Riding On This Speck Of Stardust

In Deep Is the Hunger Howard Thurman provides some perspective, reminding us that while it was once thought that the earth was the center of the universe, we now understand that earth is “a mere speck of stardust whirling mathematically through space,” and that we live in the northern part of the western half of that “speck of stardust.”  This is not, however, cause for despair, it only [only!] means: “significance must be redefined in terms more useful than those of space occupancy.”  That is “in addition to my own intrinsic worth, I must find some movement or cause or purpose that is more significant than my own life.  I must find something that gives some radical test for all that is highest and best in me….  In my relationship with people, with organizations of whatever character, with things, I must be working from one center, my concept of the highest.”
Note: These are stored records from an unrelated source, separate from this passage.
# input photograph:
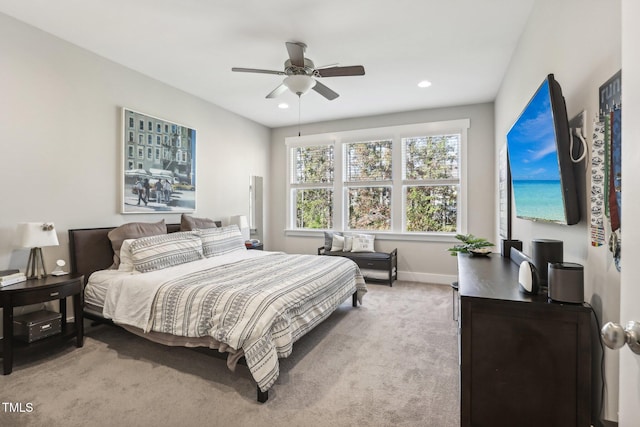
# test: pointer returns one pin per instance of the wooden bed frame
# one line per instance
(90, 251)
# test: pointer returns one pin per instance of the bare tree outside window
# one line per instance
(431, 174)
(312, 177)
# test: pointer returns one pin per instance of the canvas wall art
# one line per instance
(159, 165)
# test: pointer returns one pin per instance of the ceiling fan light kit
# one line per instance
(302, 74)
(299, 84)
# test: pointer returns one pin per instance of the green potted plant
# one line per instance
(471, 245)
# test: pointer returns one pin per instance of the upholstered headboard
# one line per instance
(90, 249)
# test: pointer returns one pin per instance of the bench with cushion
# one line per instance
(375, 266)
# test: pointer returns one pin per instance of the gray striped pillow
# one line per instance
(222, 240)
(157, 252)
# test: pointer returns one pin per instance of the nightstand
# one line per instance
(34, 291)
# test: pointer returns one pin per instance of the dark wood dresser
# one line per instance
(525, 361)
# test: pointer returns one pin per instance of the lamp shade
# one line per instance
(299, 84)
(243, 224)
(37, 234)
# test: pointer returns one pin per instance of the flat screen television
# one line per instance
(538, 146)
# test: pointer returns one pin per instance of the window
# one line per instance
(431, 182)
(406, 180)
(368, 184)
(312, 186)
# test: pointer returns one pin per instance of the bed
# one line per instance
(203, 288)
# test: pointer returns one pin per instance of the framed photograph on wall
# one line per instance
(159, 165)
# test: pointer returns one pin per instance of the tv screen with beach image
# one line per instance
(534, 163)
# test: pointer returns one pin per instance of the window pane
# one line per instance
(431, 157)
(432, 208)
(314, 208)
(369, 208)
(368, 161)
(312, 164)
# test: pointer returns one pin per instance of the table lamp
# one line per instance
(36, 235)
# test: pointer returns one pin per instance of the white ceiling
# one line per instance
(462, 46)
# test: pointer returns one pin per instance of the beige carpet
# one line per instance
(391, 362)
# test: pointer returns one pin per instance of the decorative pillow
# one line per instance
(328, 239)
(337, 244)
(133, 230)
(188, 223)
(158, 252)
(363, 243)
(221, 240)
(126, 260)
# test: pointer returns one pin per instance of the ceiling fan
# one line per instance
(302, 74)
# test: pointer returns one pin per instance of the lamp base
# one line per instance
(35, 264)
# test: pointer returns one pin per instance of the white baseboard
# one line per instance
(441, 279)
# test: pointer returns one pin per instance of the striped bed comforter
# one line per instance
(260, 305)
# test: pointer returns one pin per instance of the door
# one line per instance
(629, 400)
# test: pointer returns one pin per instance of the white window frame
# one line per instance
(395, 133)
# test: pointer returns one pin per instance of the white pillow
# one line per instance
(337, 243)
(221, 240)
(165, 250)
(126, 260)
(363, 243)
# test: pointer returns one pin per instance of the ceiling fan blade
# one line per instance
(277, 91)
(325, 91)
(296, 53)
(353, 70)
(257, 70)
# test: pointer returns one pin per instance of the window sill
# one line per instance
(380, 235)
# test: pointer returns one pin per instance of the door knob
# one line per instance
(615, 336)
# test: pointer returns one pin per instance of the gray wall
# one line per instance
(426, 261)
(579, 42)
(61, 140)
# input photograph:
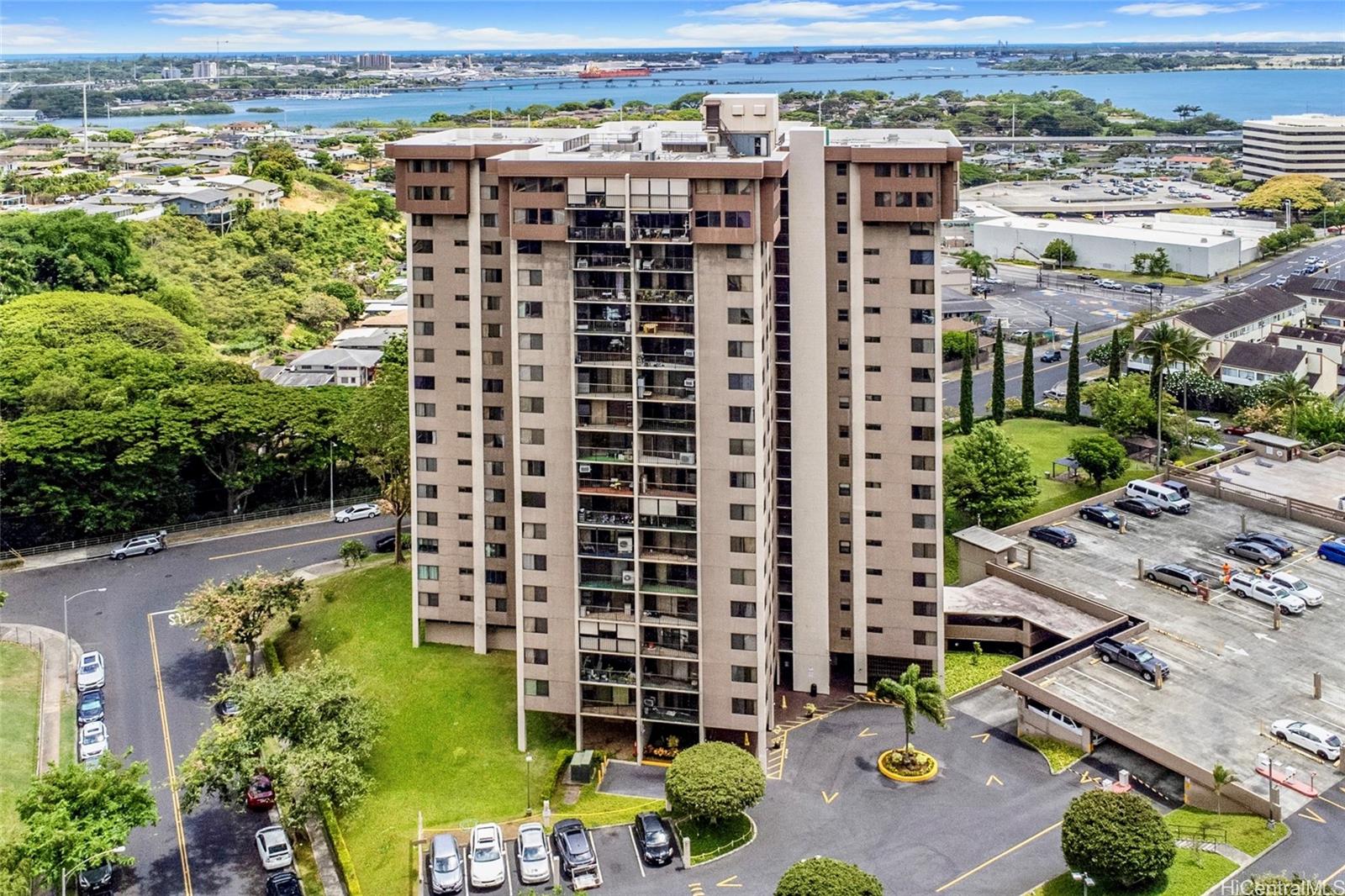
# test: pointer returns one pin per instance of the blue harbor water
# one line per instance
(1237, 93)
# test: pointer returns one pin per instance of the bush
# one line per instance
(715, 781)
(1118, 838)
(824, 876)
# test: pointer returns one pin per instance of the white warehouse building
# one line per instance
(1200, 248)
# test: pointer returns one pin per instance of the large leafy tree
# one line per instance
(77, 815)
(988, 478)
(713, 782)
(920, 697)
(822, 876)
(1120, 840)
(237, 611)
(309, 728)
(377, 425)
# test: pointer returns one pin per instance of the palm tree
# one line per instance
(1289, 392)
(919, 696)
(978, 262)
(1157, 345)
(1223, 777)
(1190, 351)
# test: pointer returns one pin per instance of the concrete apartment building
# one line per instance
(1311, 143)
(677, 410)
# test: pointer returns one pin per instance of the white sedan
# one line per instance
(1311, 737)
(488, 856)
(356, 512)
(93, 741)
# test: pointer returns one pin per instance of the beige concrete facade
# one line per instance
(614, 335)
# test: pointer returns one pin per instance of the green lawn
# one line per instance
(709, 841)
(961, 674)
(1247, 833)
(1190, 875)
(448, 747)
(20, 677)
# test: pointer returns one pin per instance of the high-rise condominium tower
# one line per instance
(677, 417)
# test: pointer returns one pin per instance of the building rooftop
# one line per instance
(1241, 309)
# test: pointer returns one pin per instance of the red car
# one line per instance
(261, 794)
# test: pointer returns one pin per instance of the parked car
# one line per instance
(488, 865)
(1309, 736)
(356, 512)
(284, 884)
(1058, 535)
(1270, 593)
(145, 546)
(92, 673)
(1141, 506)
(1253, 551)
(273, 848)
(1131, 656)
(573, 846)
(261, 793)
(535, 858)
(93, 741)
(92, 707)
(1100, 514)
(446, 865)
(1177, 576)
(1281, 546)
(1297, 587)
(654, 838)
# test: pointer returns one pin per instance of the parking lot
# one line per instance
(1232, 672)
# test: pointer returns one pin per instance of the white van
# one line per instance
(1163, 495)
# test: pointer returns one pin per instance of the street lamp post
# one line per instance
(65, 625)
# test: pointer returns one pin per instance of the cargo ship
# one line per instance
(596, 71)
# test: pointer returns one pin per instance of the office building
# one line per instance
(677, 410)
(1309, 143)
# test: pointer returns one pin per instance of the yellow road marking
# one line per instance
(992, 862)
(172, 764)
(295, 544)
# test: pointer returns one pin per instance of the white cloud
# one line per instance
(1185, 10)
(820, 8)
(1076, 26)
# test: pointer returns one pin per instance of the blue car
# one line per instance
(1333, 551)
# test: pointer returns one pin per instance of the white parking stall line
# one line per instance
(636, 845)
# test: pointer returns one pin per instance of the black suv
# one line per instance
(654, 838)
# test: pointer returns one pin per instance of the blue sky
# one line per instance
(116, 26)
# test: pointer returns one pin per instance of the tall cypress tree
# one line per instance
(997, 394)
(1073, 382)
(1029, 377)
(968, 407)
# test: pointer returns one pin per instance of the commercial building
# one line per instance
(1311, 143)
(612, 334)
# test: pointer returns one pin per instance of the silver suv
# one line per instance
(141, 546)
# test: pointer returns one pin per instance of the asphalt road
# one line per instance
(159, 680)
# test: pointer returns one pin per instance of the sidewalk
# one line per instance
(51, 647)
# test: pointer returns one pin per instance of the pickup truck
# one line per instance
(1133, 656)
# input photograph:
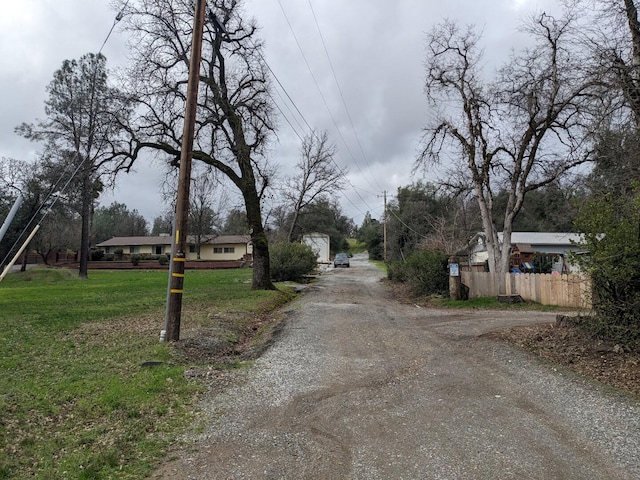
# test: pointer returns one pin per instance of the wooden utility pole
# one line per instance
(179, 251)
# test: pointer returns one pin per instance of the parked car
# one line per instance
(341, 260)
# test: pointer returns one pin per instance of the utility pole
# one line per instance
(179, 255)
(384, 229)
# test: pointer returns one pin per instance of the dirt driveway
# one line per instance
(359, 386)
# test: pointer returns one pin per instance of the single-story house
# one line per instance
(221, 247)
(526, 245)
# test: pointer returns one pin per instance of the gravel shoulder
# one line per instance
(361, 386)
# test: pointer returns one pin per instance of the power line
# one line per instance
(317, 84)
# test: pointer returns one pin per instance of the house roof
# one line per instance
(544, 238)
(166, 240)
(524, 248)
(119, 241)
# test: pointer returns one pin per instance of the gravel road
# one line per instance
(359, 386)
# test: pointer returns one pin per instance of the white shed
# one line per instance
(319, 243)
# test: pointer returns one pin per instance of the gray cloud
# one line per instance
(376, 48)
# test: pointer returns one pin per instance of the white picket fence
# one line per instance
(572, 291)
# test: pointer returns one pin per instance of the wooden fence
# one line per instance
(572, 291)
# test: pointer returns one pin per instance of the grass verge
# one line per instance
(87, 390)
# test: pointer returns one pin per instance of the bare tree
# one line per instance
(518, 133)
(234, 118)
(317, 175)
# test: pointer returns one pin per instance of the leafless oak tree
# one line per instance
(519, 132)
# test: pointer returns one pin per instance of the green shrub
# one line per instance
(424, 272)
(291, 261)
(610, 225)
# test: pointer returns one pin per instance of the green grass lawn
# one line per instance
(75, 399)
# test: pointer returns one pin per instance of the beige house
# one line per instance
(212, 248)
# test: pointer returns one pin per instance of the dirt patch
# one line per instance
(576, 350)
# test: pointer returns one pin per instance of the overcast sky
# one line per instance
(374, 113)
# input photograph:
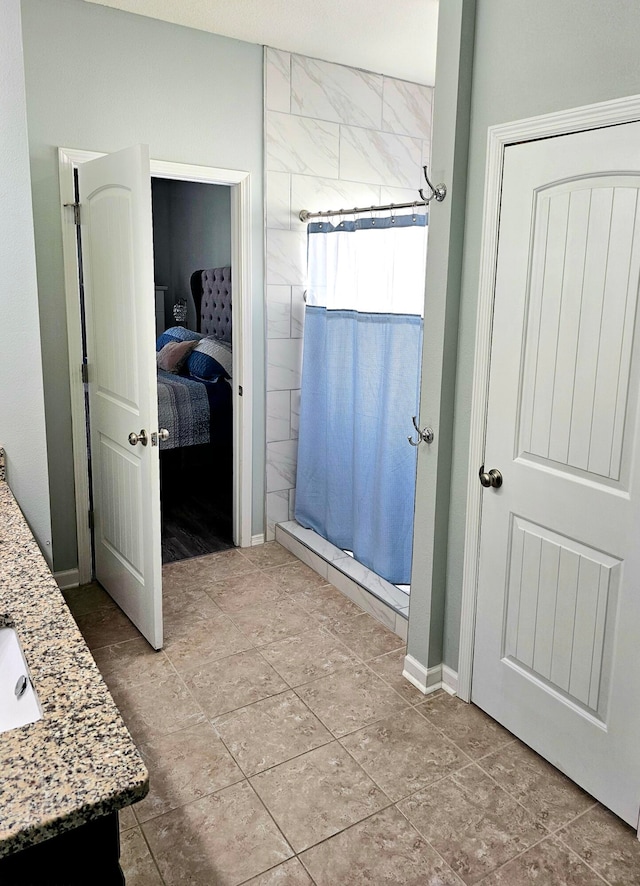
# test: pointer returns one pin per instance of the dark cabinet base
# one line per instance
(87, 854)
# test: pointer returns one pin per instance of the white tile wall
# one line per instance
(278, 416)
(381, 158)
(406, 108)
(277, 74)
(278, 311)
(333, 92)
(300, 144)
(335, 137)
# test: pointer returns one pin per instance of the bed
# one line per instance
(194, 368)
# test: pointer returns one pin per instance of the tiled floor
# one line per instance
(285, 748)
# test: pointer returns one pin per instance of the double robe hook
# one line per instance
(437, 191)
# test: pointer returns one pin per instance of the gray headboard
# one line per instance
(211, 290)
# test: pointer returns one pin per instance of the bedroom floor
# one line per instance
(196, 494)
(285, 749)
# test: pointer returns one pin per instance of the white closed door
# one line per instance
(117, 254)
(557, 643)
Okay, but I gotta say that some days, I am content just riding on that spinning speck of stardust.

Haiku Wednesday – NOT

I sat down to write a haiku and put a photo with it, but this song kept coming out, so I am sharing it.  You all know the song from the Charlie Brown 1965 Christmas special — even if you weren’t born before 1965.  Many people don’t know there are real words to the song as it is difficult to understand the children singing in the cartoon.  So here’s one of my favorite versions, by Sarah McLachlan – or pull it up on iTunes.  Diana Krall also sings a good version. 


Merry Christmas!


https://www.youtube.com/watch?v=FBAJoF_ndbY

Works In Progress

“Human beings are works in progress that mistakenly believe they are finished.”  Dan Gilbert

Can’t argue with this one, though I might add as an editorial note that it is so easy to overestimate my own level of completeness, and underestimate that of others.

The Hard Work of Understanding Other People

Today from Howard Thurman’s Deep Is the Hunger, this on the hard work of understanding other people:

“The will to understand other people is a most important part of the personal equipment of those who would share in the unfolding idea of human fellowship.  It is not enough merely to be sincere, to be conscientious.  This is not to underestimate the profound necessity for sincerity in human relations, but it is to point out the fact that sincerity is no substitute for intelligent understanding.”

I hear him saying, politely, that one can’t merely feel your way into understanding others, it takes effort, and fighting the inclination to take the easy route.  Thurman continues:

“A healthy skepticism with reference to rumors, gossip, what we read and observe about others must be ever present, causing all these things to be evaluated by our highly developed sense of fact.”

Absent these meaningful efforts, “we are apt to substitute sentimentality for understanding, softness for tenderness, and weakness for strength in human relations.”  

Photo and Text Sunday

Saw the text on a T-shirt at the airport early this morning and it got a laugh out of me, which, given the setting, was quite an accomplishment. I had the picture (taken in Galveston) already in the can. Christmas time is, as they say, a coming.